As I aim to show here, dealing with cryptozoologists can be a frustrating, even infuriating, business. As most people interested in mystery animal research will know, Michael Woodley, Cameron McCormick and myself recently argued that an alleged ‘baby Cadborosaurus’ was very likely no baby sea-serpent at all, but rather a mangled and half-remembered description of a pipefish (Woodley et al. 2011). We tabulated the various observations reported by the witness (William Hagelund), compared them to lists of characters compiled by examining numerous candidate species, and showed as clearly as possible that the pipefish identification is the one that best matches Hagelund’s observations. In other words, we did our best to examine the identity of the alleged creature in an empirical, critical fashion (Woodley et al. 2011). As I explained last time round, we have to remember that Hagelund wrote up his description of the encounter about two decades after it actually occurred, and that he did not ascribe the various ‘cadborosaur’ traits to his animal that the primary supporters of ‘Cadborosaurus’ (Edward Bousfield and Paul LeBlond) said that he did.

Round 2

Most researchers were/are generally happy with our contention. But, perhaps unsurprisingly, I learnt from personal communication that Bousfield and LeBlond were not so happy. Essentially, they regarded our pipefish hypothesis as a non-starter hardly worthy of consideration. In a terse published response, provocatively titled ‘Pipefish or pipe dream?’, they accused us of “indulg[ing] in the common home-quarterbacking habit of insisting that anything described as different must be an erroneous description of something found in a book that vaguely looks like it” (Bousfield & LeBlond 2011, p. 779). I’ve no idea at all what a “common home-quarterbacking habit” is, and frankly the rest of the article isn’t much better. Bousfield & LeBlond (2011) cite Woodley et al. as “Naish and colleagues”, as if they weren’t paying attention, say that Hagelund’s ‘baby’ is grossly different from a pipefish and better matches ‘Cadborosaurus’, and even claim that employment of Occam’s Razor strengthens their hypothesised identification and bolsters rejection of ours (Bousfield & LeBlond 2011).

Round 3

Somewhat unhappy with the tone of Bousfield & LeBlond’s (2011) article, Michael, Cameron and I elected to produce a response (Woodley et al. 2012). Bousfield & LeBlond (2011) made three main points that require riposte. Firstly, they honestly thought that “by attempting to dismiss our pipefish identification, they had completed their task of critiquing our paper” (Woodley et al. 2012, p. 143). We find this dismissal premature and naïve, since – even if the pipefish hypothesis is deemed unsatisfactory – we (Woodley et al. 2011) drew attention to several other fish taxa that are more similar to Hagelund’s animal than is Bousfield and LeBlond’s reconstruction of ‘Cadborosaurus’.

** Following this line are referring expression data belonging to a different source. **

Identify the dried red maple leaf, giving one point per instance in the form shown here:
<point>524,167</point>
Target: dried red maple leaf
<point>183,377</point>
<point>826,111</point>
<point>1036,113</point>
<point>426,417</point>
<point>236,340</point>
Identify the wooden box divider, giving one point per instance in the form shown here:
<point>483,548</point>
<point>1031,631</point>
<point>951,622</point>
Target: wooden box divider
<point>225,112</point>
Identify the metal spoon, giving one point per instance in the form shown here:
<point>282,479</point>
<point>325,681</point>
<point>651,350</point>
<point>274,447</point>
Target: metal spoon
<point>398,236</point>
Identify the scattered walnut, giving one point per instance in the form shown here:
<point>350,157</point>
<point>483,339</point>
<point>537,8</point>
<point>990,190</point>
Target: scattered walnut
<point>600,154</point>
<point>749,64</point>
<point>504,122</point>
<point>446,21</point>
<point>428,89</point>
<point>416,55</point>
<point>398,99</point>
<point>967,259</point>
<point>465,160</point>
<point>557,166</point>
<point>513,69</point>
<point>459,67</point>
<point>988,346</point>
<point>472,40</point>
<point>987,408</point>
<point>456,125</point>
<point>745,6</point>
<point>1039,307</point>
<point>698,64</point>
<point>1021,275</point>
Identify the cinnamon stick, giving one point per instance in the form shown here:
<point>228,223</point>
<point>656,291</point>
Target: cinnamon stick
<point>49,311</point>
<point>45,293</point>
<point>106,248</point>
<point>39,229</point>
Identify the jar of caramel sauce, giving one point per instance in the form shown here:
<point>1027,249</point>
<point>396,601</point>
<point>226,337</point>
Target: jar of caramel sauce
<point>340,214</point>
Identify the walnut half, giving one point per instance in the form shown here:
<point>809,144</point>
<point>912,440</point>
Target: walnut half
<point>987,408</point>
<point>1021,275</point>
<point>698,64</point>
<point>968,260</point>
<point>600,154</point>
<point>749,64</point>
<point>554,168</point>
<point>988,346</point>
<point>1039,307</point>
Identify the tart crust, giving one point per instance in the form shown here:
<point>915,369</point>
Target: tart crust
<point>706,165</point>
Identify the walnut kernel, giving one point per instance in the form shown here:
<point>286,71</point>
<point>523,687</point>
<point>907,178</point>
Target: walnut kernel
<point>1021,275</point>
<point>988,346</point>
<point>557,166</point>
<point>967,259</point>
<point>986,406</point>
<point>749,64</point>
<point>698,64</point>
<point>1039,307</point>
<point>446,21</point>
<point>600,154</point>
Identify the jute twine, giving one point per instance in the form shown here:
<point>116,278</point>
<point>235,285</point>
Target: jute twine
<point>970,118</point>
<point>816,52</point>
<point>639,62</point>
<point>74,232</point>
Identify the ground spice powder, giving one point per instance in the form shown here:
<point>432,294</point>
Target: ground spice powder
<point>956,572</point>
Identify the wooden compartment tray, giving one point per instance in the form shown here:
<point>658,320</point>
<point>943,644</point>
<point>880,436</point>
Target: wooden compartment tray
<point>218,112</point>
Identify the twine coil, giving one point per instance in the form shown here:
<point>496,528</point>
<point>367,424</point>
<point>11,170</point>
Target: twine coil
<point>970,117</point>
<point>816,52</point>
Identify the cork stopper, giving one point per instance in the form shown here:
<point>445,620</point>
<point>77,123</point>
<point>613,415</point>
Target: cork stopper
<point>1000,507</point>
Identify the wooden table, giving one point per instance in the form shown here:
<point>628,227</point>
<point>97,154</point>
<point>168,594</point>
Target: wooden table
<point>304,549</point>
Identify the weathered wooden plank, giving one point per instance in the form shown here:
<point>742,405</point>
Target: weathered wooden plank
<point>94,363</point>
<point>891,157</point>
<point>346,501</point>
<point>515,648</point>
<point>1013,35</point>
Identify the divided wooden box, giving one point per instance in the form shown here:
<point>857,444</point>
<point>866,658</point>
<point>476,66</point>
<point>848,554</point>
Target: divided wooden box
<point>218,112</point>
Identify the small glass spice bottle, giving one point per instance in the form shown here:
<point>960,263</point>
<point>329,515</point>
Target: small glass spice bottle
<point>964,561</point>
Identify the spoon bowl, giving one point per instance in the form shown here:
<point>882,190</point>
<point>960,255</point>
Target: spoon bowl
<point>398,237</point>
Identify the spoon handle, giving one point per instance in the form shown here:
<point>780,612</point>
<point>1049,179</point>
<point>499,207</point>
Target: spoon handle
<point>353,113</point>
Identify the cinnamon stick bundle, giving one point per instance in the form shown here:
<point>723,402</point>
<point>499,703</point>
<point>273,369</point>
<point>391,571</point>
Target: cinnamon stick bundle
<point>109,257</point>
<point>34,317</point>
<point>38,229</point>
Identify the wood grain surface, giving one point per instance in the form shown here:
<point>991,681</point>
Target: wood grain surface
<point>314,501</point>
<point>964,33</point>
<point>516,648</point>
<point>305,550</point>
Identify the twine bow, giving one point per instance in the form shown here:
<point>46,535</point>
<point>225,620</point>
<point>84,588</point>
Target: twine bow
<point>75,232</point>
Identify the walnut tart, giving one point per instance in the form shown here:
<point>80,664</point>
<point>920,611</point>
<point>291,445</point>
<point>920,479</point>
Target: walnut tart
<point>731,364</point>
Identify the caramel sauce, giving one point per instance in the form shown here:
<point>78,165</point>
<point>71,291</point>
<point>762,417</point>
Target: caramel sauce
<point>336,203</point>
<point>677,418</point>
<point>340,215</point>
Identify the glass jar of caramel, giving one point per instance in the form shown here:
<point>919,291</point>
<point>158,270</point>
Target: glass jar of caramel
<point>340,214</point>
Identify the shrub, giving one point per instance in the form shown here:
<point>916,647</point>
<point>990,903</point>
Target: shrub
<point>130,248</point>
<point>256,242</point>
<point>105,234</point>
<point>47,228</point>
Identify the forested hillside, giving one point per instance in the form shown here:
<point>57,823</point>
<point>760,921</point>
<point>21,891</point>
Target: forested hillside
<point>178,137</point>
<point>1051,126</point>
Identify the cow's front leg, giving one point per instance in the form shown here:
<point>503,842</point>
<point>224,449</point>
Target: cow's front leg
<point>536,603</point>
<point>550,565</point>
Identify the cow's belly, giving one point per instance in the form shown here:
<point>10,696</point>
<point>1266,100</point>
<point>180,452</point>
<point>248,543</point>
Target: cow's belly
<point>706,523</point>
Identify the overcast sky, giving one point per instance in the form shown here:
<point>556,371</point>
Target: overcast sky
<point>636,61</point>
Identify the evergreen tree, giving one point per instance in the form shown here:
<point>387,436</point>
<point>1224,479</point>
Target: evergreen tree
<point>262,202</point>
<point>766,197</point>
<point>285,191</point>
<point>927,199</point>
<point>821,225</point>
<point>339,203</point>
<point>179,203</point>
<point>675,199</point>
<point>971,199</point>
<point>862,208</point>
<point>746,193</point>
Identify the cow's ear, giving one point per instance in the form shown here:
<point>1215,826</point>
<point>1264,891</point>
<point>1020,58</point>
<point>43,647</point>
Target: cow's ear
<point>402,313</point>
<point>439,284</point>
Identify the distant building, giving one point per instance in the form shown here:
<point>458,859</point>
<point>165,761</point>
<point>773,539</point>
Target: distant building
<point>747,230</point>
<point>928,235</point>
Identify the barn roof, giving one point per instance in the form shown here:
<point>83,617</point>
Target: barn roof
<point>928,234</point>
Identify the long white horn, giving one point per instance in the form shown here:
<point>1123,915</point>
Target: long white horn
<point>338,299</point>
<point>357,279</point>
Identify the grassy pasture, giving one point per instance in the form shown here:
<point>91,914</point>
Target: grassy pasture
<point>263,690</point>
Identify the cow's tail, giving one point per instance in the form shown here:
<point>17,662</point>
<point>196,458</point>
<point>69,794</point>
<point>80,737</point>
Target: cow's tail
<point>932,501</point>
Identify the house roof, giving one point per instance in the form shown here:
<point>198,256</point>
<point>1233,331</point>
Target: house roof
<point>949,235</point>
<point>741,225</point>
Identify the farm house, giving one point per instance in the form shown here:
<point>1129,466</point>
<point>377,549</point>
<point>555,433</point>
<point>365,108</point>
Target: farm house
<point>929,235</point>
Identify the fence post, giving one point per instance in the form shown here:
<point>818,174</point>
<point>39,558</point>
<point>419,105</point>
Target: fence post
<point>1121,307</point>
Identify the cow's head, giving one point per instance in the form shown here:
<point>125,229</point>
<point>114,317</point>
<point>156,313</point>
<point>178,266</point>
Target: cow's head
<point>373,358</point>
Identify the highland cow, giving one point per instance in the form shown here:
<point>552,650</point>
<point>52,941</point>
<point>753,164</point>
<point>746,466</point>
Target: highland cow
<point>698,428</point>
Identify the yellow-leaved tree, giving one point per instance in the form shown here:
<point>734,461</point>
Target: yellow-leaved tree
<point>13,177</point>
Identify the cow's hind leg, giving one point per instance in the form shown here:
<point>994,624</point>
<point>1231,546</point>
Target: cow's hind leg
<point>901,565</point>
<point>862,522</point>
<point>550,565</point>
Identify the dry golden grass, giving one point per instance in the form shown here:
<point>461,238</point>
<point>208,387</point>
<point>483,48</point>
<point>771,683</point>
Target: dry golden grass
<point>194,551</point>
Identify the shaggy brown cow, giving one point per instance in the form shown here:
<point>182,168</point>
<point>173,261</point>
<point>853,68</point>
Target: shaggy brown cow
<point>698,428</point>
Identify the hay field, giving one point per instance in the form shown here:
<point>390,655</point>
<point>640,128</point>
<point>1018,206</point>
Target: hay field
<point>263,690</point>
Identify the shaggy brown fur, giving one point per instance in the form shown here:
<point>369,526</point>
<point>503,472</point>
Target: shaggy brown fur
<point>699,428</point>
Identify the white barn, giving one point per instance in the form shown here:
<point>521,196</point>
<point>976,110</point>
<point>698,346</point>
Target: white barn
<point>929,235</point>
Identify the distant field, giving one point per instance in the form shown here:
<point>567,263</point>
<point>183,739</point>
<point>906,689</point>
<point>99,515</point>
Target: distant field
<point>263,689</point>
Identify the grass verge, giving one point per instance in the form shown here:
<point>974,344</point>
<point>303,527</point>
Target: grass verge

Secondly, Bousfield & LeBlond (2011) argued that the Hagelund animal couldn’t be a pipefish due to the presence of an obvious neck, a horizontally aligned tail, large jaws and so on. However, they were apparently unable to appreciate or understand that the un-pipefish-like features they refer to were not reported or described by Hagelund at all. Furthermore, as I said above, Hagelund wrote about his encounter about two decades after it supposedly happened, and it again seems naïve to assume without caveat that the features he described were 100% accurate.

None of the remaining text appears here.